Le 24 août dernier, l’UAI (Union Astronomique Internationale), réunie à Prague, a proposé une nouvelle définition à la notion de planète, après un an de délibérations et de recherches en symposiums entre astronomes dans le monde entier. Cette réflexion est née de la découverte, par l’équipe du Dr Brown - découvreur entre autres de Sedna il y a deux ans - de 2003UB313 l’année dernière, dans la ceinture de Kuiper, aux côtés de Pluton. Tant d’ « objets » tout à coup, nécessitaient bien sûr un nouveau type de réflexion par rapport au système solaire et à son fonctionnement, à son "agencement".
Je me propose de vous traduire aujourd’hui le texte que le Dr Brown a entré dans son site http://www.gps.caltech.edu/~mbrown/eightplanets/ à la suite de cette décision, texte dans lequel il donne son sentiment sur le fait que la jusque-là 9ème planète du système solaire, Pluton, venait de perdre son statut de planète, pour entrer dans un autre « club », celui des planètes « naines », celles qui ne répondent pas au troisième des critères qui définissent maintenant la notion de planète.
LES HUIT PLANETES
Le 24 août 2006 il a été donné au mot planète sa première définition scientifique, par un vote de l’Union Astronomique Internationale. Quelques cartons jaunes levés au sein de cette assemblée, ont enlevé à Pluton son statut de planète et l’ont rétrogradée au statut de "planète naine". L’objet 2003UB313, qu’on appelle parfois Xena, parfois la 10ème planète, mais qui n'a pas encore reçu de nom officiel par l'UAI, et qui a d’ailleurs précipité le débat final, devient la plus grande des planètes naines. A moins que les astronomes reprennent le débat à un moment donné dans le futur, il y n’y a plus aucune chance pour qu’il y ait maintenant plus de 8 planètes dans le système solaire.

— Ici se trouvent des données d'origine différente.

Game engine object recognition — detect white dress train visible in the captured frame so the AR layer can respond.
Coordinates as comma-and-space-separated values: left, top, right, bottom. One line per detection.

Quel est le problème des 9 (avec Pluton) ou 10 planètes (avec 2003UB313) ?
Pluton et 2003UB313 sont significativement plus petites que les autres planètes. Si vous aviez à classifier les objets évoluant dans le système solaire, sans aucune idée préconçue, avec un regard complètement neuf sur le sujet et les catégories dont il est fait, vous ne pourriez arriver qu’à une seule conclusion : les planètes géantes – Jupiter, Saturne, Uranus et Neptune – appartiennent à une catégorie, celle des planètes essentielles ; les quatre planètes terrestres - Mercure, Vénus, la Terre et Mars – appartiennent à une autre catégorie, et ainsi de suite pour tous les autres objets, que l’on peut classer chaque fois dans une catégorie différente. Par exemple, vous ne mettriez certainement pas Cérès, le plus gros des astéroïdes, dans la catégorie des planètes, vous le mettriez avec les autres astéroïdes. De même, vous ne regrouperiez pas certainement tous les objets qui gravitent au-delà de Neptune dans une autre classification que celle des objets gravitant dans la ceinture de Kuiper. Les neuf (ou dix) « planètes » que l’on comptait précédemment, appartenaient à des groupes différents, celui des planètes géantes, celui des planètes terrestres ainsi que celui des objets de la ceinture de Kuiper, pour ne prendre que deux des plus gros objets qui y gravitent. Et il est donc vrai qu’utiliser le terme de planète dans ce cas n’a strictement aucun sens, scientifiquement parlant.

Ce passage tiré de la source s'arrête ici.